Swapna attributes her interest in non-human primates to a long history of working with primates under the supervision of eminent primatologists. Her five month stint in the forests of Tripura was highlighted by sightings of lorises almost every night. The locals were equally interested in the species, helping during her surveys by willingly staying awake all night and braving thousands of mosquitoes without a single complaint. Although the forest habitat of the loris is quite disconnected in Tripura, her experience was made enjoyable by the people and the animals in the existing forest fragments. Her research resulted in two publications, one about the distribution of slow loris in Tripura, published in the Asian Primates and the other about their unique feeding behaviour, published in the American Journal of Primatology. Her discovery of their dependence on certain tree species as well as gums and resins, was an important step towards identifying their habitat requirements for conservation. Her work provided the first substantial insights into the life of this enigmatic species and sparked a lot of interest resulting in several studies by other researchers.

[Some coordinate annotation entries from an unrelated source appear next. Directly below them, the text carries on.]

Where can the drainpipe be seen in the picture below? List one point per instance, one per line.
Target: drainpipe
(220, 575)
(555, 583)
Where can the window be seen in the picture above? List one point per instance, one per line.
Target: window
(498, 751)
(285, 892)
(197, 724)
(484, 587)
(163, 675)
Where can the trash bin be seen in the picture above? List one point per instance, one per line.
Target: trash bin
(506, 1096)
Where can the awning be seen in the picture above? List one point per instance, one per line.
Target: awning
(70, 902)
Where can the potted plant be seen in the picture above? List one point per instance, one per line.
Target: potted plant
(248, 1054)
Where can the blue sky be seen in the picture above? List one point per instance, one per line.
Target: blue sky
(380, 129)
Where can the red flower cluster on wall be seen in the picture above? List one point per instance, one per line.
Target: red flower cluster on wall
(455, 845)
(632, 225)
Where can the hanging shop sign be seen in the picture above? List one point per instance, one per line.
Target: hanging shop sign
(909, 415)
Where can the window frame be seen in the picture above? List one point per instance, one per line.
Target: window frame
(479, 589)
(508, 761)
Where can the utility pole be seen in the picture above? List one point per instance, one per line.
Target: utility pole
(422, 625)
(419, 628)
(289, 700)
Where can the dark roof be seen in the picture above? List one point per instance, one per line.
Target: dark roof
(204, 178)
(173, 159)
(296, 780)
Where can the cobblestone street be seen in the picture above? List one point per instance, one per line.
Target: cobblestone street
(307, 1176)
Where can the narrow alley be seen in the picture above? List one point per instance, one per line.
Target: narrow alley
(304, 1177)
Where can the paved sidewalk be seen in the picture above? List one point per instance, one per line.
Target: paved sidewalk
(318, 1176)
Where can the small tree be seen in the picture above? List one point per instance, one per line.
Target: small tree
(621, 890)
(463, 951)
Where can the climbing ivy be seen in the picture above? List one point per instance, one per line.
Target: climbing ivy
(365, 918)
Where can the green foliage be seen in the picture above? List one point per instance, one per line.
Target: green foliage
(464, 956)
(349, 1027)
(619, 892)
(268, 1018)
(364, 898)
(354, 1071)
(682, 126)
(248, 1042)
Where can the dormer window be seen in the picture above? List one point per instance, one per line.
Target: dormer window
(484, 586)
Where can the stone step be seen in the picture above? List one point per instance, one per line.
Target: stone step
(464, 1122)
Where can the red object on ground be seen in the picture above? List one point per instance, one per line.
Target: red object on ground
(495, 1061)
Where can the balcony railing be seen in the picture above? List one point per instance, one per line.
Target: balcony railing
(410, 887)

Following her research, Swapna joined the Tripura JICA (Japan International Co-operation Agency) project. A small but important component of this project was biodiversity conservation and she managed the inventory work of plants, mammals, birds, butterflies & fish to assess dependence of people on biological resources. Along with a team of novice but enthusiastic local youth and forest department personnel, she collected baseline information on mammals from selected remote forested areas through reconnaissance surveys (day and night) and also by interviewing local people. Beyond the wonderful wildlife, she was exposed to the harsh ground realities of human pressure on forests by observing forest clearance for fields and plantations (2nd highest rubber producing state after Kerala) firewood, bamboo and NTFP collection, intentional and accidental fires, constant movement of people and livestock through forests. “The once greater than 60% forest cover has been dramatically reduced with a considerable number of poor forest dependent communities. Apart from economic and subsistence values seldom are other values or importance attached to wild resources”, says Swapna. The lack of trained, dedicated forest staff and interest by wildlife biologists could also be a cause for the current state of affairs.

She feels that she owes her interest and accomplishments to Dr Mewa Singh, Dr Ajith Kumar, Dr Anindhya Sinha, Dr Sindhu Radhakrishna, Dr Anna Nekaris, Dr Kaberi Kar Gupta and Dr Atul K Gupta. The fascination she holds for nocturnal primates like the loris has inspired her to specialize in further research into their ecology and behaviour.